Article Text
Abstract
Introduction Over the past two decades multiple births have been increasing in Ireland, in 2011 17.9 sets of twins per 1,000 live births were born. This study aims to investigate adverse perinatal outcomes in twin pregnancies.
Methods A retrospective cohort study of all twin pregnancies delivered from 2009 to 2011 in a large, tertiary hospital (∼8,000 deliveries per annum) in the Republic of Ireland was conducted. Birth registers, NCIU and clinic records were reviewed to examine perinatal outcomes.

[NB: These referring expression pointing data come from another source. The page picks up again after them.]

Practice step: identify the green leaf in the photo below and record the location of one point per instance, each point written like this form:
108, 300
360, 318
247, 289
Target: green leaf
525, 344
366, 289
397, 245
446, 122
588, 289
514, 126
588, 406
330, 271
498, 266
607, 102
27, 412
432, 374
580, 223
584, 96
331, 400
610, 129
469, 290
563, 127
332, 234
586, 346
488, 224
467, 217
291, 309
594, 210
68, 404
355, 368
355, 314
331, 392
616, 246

Results Of the 523 twin pregnancies included in the study mean gestational age at delivery was 35.1 ± 3.8 (weeks). 79.1% (n = 413) delivered preterm (<37 weeks) of which 75.8% (n = 313) were classified as late preterm infants, delivering between 34–37 weeks. Among the 523 twins 47.5% (n = 247) were nulliparous and 16.3% (n = 87) were monochorionic (MC). Nulliparity and MC were both significantly associated with preterm delivery (p = 0.02 and p < 0.001, respectively). Both had lower mean gestational ages (p = 0.007 and p < 0.001, respectively) with significant lower birth weights (p < 0.001) compared to parous and dichorionic (DC) pregnancies. Intra-uterine fetal death (11.9% vs. 1.3%; p < 0.001), TTTS (24.1% vs. 0.1%; p < 0.001) and perinatal mortality (p = 0.002) were higher in MC pregnancies compared to DC. Mean maternal age was 33.2 ± 4.9 years and fetal anomalies increased with advanced maternal age; <40 years of age, (p = 0.01).
Conclusion Our findings show that monochorionicity and nulliparity are associated with adverse perinatal outcomes in twin pregnancies, and confirm that these pregnancies warrant close antenatal surveillance.